My two cents: Did St. John Paul II make an error in judgment in contining this friendship with a married woman? Perhaps. If so, that’s wonderful because if such a great saint could make an error in judgment maybe, just maybe, there’s some hope for me. Only Jesus never stumbled or fell. Saints show us that even when we fall we can still get up and reach the kingdom, with God’s help.

As far as this relationship being a bad example for priests, if a priest can’t distinguish this from his own situation perhaps he should rethink his vocation.
 
As a Catholic I take offense at this question. Fortunately I gave up swearing for lent.

Do we “make” reality? Do we make a person’s reputation? Do we make a person’s interior spiritual life?

The problem is, people will “make” something out of this that it is not, through idle speculation and wicked gossip.

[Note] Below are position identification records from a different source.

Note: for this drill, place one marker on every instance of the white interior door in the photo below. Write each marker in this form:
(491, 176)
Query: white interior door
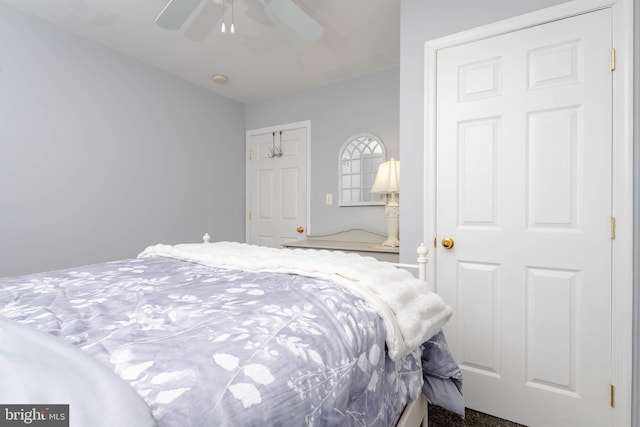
(277, 185)
(524, 144)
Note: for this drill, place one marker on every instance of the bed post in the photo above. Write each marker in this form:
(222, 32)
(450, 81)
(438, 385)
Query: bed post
(422, 262)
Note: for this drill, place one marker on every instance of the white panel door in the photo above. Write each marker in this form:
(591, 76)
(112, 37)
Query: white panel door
(277, 186)
(524, 192)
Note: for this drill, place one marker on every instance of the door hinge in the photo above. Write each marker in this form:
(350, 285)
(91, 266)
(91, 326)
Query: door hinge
(613, 227)
(613, 59)
(612, 395)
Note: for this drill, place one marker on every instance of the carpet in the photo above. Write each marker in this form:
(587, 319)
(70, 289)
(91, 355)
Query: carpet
(439, 417)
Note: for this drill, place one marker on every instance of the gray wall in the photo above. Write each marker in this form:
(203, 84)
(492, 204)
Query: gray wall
(101, 155)
(365, 104)
(422, 21)
(636, 224)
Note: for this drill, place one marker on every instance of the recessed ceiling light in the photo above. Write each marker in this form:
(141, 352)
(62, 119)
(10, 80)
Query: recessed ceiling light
(220, 79)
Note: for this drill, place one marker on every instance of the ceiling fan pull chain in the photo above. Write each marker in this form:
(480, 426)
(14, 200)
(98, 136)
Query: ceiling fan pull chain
(233, 30)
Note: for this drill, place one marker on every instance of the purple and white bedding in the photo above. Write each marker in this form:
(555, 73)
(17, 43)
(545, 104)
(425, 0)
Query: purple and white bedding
(227, 334)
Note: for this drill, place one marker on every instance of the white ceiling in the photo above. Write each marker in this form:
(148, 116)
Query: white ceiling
(264, 58)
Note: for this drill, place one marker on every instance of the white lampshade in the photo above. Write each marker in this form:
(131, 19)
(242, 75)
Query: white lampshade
(388, 177)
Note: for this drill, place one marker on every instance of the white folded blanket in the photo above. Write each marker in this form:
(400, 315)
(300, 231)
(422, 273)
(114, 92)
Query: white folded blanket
(411, 312)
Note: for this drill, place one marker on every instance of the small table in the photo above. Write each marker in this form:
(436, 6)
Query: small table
(356, 240)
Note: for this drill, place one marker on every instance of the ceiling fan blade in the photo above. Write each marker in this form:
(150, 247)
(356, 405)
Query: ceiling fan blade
(299, 21)
(204, 22)
(176, 12)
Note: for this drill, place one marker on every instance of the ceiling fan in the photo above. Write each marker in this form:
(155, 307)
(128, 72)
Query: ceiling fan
(177, 12)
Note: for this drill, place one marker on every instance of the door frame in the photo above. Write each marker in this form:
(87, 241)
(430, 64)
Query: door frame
(277, 128)
(622, 191)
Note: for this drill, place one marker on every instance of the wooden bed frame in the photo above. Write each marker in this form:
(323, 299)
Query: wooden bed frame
(416, 413)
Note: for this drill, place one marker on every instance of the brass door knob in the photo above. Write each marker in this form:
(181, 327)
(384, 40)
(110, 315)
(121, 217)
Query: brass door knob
(447, 242)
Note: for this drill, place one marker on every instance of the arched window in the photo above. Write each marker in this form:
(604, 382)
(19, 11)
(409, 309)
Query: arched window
(359, 158)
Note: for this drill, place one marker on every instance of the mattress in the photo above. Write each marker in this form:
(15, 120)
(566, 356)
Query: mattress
(229, 334)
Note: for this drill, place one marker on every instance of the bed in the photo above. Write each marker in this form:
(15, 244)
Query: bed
(228, 334)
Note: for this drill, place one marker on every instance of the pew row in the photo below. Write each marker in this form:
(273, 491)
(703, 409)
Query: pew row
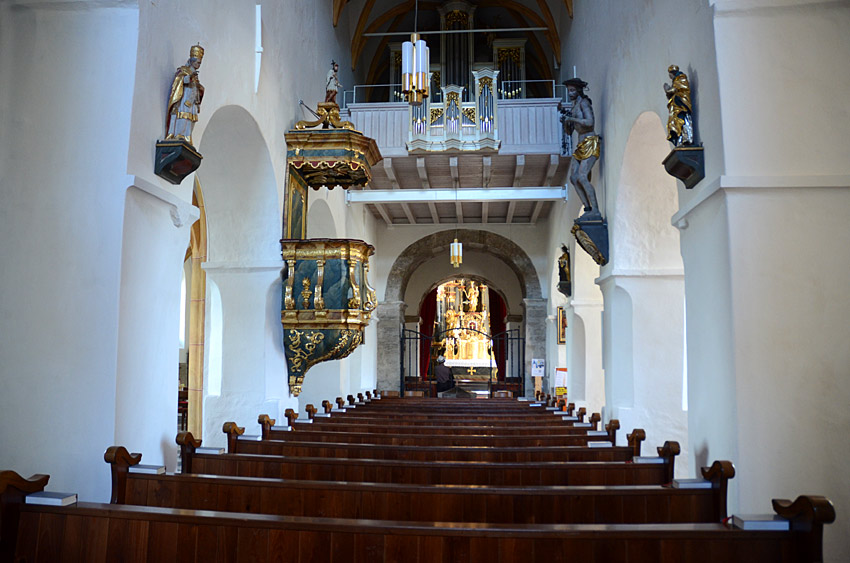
(655, 471)
(96, 532)
(486, 454)
(393, 501)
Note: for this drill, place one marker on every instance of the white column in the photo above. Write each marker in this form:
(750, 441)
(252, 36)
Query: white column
(534, 323)
(585, 374)
(253, 375)
(390, 317)
(156, 235)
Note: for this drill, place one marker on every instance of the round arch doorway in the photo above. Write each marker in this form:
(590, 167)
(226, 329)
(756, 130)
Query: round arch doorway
(463, 319)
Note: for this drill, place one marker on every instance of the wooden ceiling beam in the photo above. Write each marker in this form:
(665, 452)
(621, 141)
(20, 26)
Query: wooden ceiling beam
(358, 42)
(337, 10)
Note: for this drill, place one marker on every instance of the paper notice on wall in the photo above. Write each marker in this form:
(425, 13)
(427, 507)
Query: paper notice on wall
(560, 382)
(538, 366)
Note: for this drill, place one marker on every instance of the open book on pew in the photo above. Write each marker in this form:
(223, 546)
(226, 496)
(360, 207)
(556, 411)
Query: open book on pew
(698, 483)
(147, 469)
(760, 522)
(211, 451)
(51, 498)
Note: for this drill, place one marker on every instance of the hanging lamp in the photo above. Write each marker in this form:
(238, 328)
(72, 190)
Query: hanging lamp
(415, 65)
(457, 253)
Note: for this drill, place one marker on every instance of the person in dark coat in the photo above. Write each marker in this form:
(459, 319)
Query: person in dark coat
(443, 373)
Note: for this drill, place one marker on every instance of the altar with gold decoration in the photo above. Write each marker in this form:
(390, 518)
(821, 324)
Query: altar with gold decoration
(462, 326)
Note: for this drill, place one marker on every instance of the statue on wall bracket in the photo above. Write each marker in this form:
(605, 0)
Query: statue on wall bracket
(590, 229)
(326, 300)
(565, 285)
(686, 161)
(176, 155)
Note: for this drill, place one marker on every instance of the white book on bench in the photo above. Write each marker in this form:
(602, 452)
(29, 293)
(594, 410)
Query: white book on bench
(760, 522)
(599, 444)
(647, 459)
(211, 451)
(51, 498)
(147, 469)
(698, 483)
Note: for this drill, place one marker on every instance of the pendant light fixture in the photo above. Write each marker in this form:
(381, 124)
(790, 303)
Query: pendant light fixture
(415, 65)
(456, 247)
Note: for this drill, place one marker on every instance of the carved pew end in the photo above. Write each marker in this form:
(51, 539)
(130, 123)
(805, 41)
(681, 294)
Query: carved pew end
(233, 432)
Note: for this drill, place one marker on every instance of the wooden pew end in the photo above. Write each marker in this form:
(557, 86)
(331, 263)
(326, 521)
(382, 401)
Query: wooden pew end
(233, 432)
(120, 460)
(266, 424)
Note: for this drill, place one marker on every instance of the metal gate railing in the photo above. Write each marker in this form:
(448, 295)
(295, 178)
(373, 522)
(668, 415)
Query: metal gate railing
(510, 343)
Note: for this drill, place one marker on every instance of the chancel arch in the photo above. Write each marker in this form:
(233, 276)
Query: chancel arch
(643, 292)
(410, 267)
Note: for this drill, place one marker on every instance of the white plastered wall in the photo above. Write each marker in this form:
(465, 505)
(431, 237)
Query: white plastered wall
(624, 59)
(64, 130)
(243, 175)
(643, 288)
(786, 198)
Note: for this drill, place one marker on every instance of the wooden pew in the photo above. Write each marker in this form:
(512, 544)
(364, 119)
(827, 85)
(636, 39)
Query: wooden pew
(430, 473)
(95, 533)
(427, 453)
(393, 501)
(576, 438)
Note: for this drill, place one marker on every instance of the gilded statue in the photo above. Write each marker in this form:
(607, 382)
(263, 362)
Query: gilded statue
(472, 296)
(332, 85)
(680, 126)
(579, 117)
(184, 101)
(564, 276)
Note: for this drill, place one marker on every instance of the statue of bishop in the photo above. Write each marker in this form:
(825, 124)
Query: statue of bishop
(184, 102)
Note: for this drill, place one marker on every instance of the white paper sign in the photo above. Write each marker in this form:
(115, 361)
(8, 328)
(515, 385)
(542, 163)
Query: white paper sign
(538, 365)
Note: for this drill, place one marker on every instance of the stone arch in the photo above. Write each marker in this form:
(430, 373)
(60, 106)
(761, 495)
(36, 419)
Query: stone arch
(390, 311)
(486, 242)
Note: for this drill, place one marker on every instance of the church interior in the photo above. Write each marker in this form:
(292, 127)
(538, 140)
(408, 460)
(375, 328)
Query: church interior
(514, 192)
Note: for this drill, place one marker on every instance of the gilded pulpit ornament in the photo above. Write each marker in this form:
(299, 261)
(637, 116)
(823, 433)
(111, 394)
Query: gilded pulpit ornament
(590, 229)
(686, 160)
(176, 155)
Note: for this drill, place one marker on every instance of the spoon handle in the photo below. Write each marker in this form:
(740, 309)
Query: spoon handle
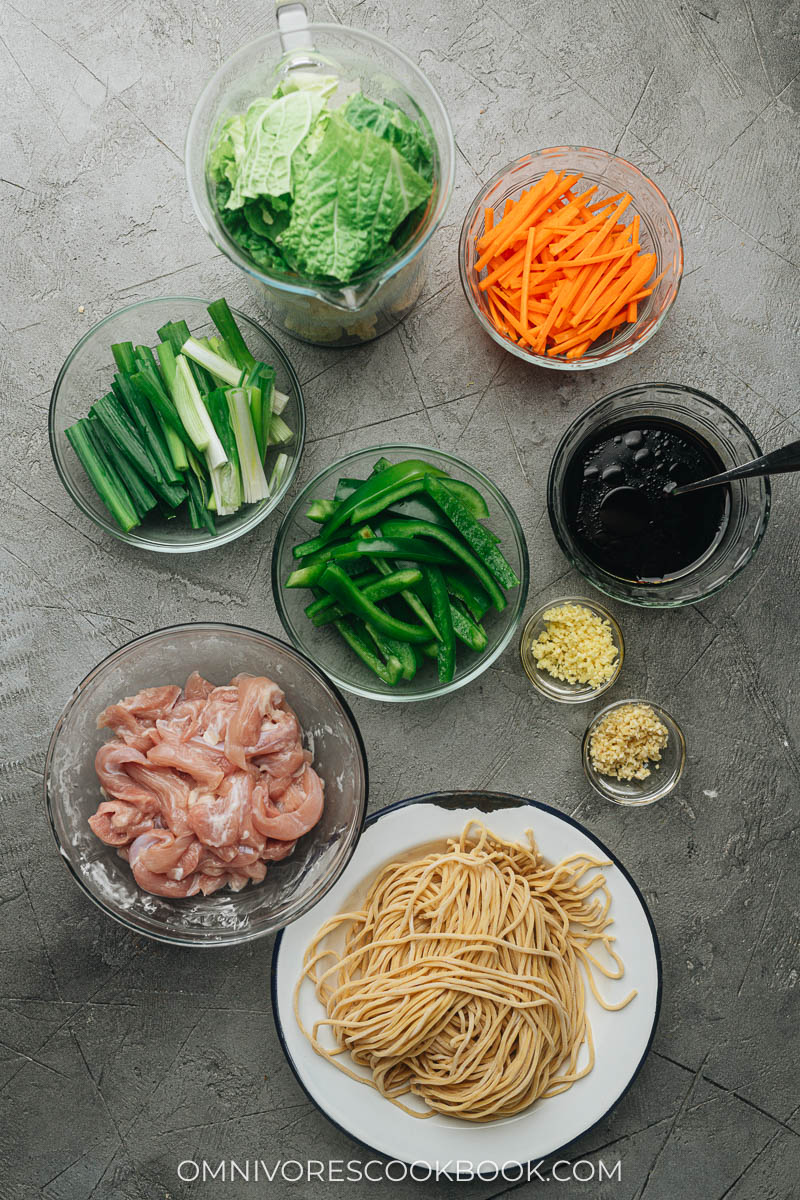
(776, 462)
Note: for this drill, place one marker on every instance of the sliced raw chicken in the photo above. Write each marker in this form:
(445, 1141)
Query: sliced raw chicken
(206, 786)
(296, 811)
(257, 699)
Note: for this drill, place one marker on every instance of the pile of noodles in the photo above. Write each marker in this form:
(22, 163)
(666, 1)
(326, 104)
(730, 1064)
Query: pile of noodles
(462, 978)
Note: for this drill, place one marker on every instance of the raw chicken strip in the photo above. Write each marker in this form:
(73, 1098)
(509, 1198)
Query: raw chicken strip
(298, 810)
(257, 699)
(206, 786)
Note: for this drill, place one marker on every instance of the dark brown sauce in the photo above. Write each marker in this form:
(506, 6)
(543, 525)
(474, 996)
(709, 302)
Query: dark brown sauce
(618, 504)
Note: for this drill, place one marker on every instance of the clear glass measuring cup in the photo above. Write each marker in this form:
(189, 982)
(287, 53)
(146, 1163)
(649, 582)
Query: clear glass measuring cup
(320, 311)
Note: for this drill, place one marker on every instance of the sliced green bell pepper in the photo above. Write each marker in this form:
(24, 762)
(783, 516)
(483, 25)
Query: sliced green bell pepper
(374, 495)
(378, 588)
(411, 531)
(473, 533)
(390, 672)
(441, 615)
(341, 586)
(410, 598)
(470, 594)
(468, 630)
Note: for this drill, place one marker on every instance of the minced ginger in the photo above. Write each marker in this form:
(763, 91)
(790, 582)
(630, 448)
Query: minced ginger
(576, 646)
(626, 741)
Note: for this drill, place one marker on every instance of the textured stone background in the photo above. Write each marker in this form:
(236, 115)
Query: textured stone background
(120, 1057)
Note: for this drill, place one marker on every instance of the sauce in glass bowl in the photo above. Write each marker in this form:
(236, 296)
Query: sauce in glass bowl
(618, 502)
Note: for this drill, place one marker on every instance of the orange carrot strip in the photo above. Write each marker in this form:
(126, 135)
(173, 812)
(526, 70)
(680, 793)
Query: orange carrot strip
(505, 265)
(606, 204)
(519, 220)
(636, 277)
(525, 277)
(516, 211)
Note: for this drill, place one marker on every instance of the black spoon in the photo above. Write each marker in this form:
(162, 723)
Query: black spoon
(776, 462)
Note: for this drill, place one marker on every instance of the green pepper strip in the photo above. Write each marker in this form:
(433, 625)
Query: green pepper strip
(470, 594)
(473, 533)
(420, 507)
(411, 529)
(411, 550)
(394, 649)
(307, 576)
(467, 630)
(320, 510)
(379, 492)
(440, 605)
(410, 598)
(323, 611)
(390, 672)
(354, 601)
(323, 603)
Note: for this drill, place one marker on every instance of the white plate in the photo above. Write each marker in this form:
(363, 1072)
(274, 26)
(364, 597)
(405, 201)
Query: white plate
(621, 1039)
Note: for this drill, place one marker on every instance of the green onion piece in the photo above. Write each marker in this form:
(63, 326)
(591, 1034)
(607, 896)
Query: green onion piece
(250, 461)
(280, 432)
(193, 413)
(223, 319)
(198, 490)
(278, 472)
(104, 479)
(140, 495)
(211, 361)
(124, 357)
(226, 479)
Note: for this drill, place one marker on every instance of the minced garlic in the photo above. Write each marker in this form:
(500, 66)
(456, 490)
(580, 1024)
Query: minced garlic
(626, 741)
(576, 646)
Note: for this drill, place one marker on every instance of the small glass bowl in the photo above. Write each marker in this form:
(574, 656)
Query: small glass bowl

The answer to your question is we make nothing out of it. God made JP2 who he is and that is good enough for me.
👍
 
My two cents: Did St. John Paul II make an error in judgment in contining this friendship with a married woman? Perhaps. If so, that’s wonderful because if such a great saint could make an error in judgment maybe, just maybe, there’s some hope for me. Only Jesus never stumbled or fell. Saints show us that even when we fall we can still get up and reach the kingdom, with God’s help.

As far as this relationship being a bad example for priests, if a priest can’t distinguish this from his own situation perhaps he should rethink his vocation.
It began when he was either a diocesan priest or Archbishop of Krakow. It applies to today’s “everyday” priests.
 
Jesus (Yesua) was wholly human as well as the chosen one of God - the Messiah. On the Cross he utters " My God, my God why have you forsaken me ?" Here in his last agony and racked with pain he thinks God has abandoned him, just as we often think the same. To make Jesus less than human, to deny him the understanding fully of our human condition is to deny what the Gospels teach us and enter the realm of mystic magic.
Popes like Jesus are also wholly human. If John Paul II whom I had the great good fortune to meet when he came to the UK, had a close female friend who cares. It is the evil in man that reads more into a relationship than was there.
 
It began when he was either a diocesan priest or Archbishop of Krakow. It applies to today’s “everyday” priests.
I think some things apply to everyone, and we all struggle with these.
  1. Don’t talk about others when you don’t know what you are talking about
  2. Along the same lines, speculating about what happened when you don’t know what happened can only lead to arguments, gossip, rumors, and defamation. AKA sin.
  3. Always assume the best of someone rather than every perverse and titillating possibilty (not too hard to do in the case of St JP2)
    Geez, our pastor runs a parish with a team of women (whooole 'nother topic) who he spends long hours with, and he likes them! It would be easy to talk and speculate about the laughter coming from the parish offices.
 
I guess my question is how would you feel about the relationship if it was your spouse?
I don’t think that too many married men would want their wives to be in a close relationship with a clergyman.
 
Jesus (Yesua) was wholly human as well as the chosen one of God - the Messiah. On the Cross he utters " My God, my God why have you forsaken me ?" Here in his last agony and racked with pain he thinks God has abandoned him, just as we often think the same. To make Jesus less than human, to deny him the understanding fully of our human condition is to deny what the Gospels teach us and enter the realm of mystic magic.
Popes like Jesus are also wholly human. If John Paul II whom I had the great good fortune to meet when he came to the UK, had a close female friend who cares. It is the evil in man that reads more into a relationship than was there.
The words of Jesus you wrote are the beginning Psalm 22, which ends on a note of praise to God for his constant consolation. Christ did not think God had abandoned him. Just the opposite. Go read Psalm 22, and you will see.